Dirk heard, and his ruddy face turned ashen grey.
“Cousin,” he replied, “you seek of me the one thing which I must not give. Even for your sake I may not renounce my vows and my God as I behold Him. Though it break my heart to bid you farewell and live without you, here I pay you back in your own words—I cannot, I cannot, I cannot!”
Lysbeth looked at him, and lo! his short, massive form and his square-cut, honest countenance in that ardour of renunciation had suffered a change to things almost divine. At that moment—to her sight at least—this homely Hollander wore the aspect of an angel. She ground her teeth and pressed her hands upon her heart. “For his sake—to save him,” she muttered to herself—then she spoke.
“I respect you for it, I love you for it more than ever; but, Dirk, it is over between us. One day, here or hereafter, you will understand and you will forgive.”

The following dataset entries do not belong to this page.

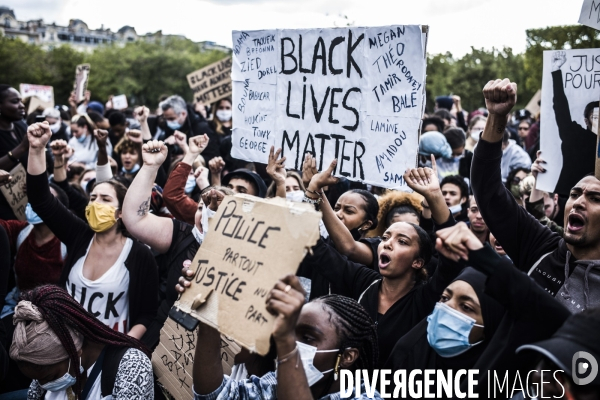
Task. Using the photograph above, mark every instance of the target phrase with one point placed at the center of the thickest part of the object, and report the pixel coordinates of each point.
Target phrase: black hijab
(413, 351)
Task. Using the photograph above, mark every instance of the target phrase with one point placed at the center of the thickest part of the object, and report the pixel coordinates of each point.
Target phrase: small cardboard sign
(212, 82)
(44, 93)
(590, 14)
(82, 76)
(173, 359)
(250, 245)
(38, 95)
(120, 102)
(15, 192)
(568, 127)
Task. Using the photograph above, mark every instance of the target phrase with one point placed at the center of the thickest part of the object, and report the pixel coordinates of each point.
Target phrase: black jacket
(523, 238)
(353, 279)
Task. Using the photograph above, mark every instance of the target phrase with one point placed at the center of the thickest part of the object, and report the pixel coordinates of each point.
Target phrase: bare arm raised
(157, 232)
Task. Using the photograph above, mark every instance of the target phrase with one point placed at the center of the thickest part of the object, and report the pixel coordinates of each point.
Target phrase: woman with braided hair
(71, 355)
(314, 342)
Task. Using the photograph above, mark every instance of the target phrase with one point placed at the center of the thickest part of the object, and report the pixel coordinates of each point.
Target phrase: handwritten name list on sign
(251, 244)
(355, 94)
(173, 359)
(15, 192)
(212, 82)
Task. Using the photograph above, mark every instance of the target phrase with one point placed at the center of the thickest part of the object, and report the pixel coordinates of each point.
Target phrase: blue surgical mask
(456, 209)
(133, 170)
(173, 125)
(448, 331)
(62, 383)
(31, 216)
(190, 184)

“So be it,” said Dirk hastily, stretching out his hand to find his hat, for he was too blind to see. “It is a strange answer to my prayer, a very strange answer; but doubtless you are right to follow your lights as I am sure that I am right to follow mine. We must carry our cross, dear Lysbeth, each of us; you see that we must carry our cross. Only I beg of you—I don’t speak as a jealous man, because the thing has gone further than jealousy—I speak as a friend, and come what may while I live you will always find me that—I beg of you, beware of the Spaniard, Montalvo. I know that he followed you to the coast; I have heard too he boasts that he will marry you. The man is wicked, although he took me in at first. I feel it—his presence seems to poison the air, yes, this very air I breathe. But oh! and I should like him to hear me say it, because I am sure that he is at the bottom of all this, his hour will come. For whatever he does he will be paid back; he will be paid back here and hereafter. And now, good-bye. God bless you and protect you, dear Lysbeth. If you think it wrong you are quite right not to marry me, and I know that you will keep my secret. Good-bye, again,” and lifting her hand Dirk kissed it. Then he stumbled from the room.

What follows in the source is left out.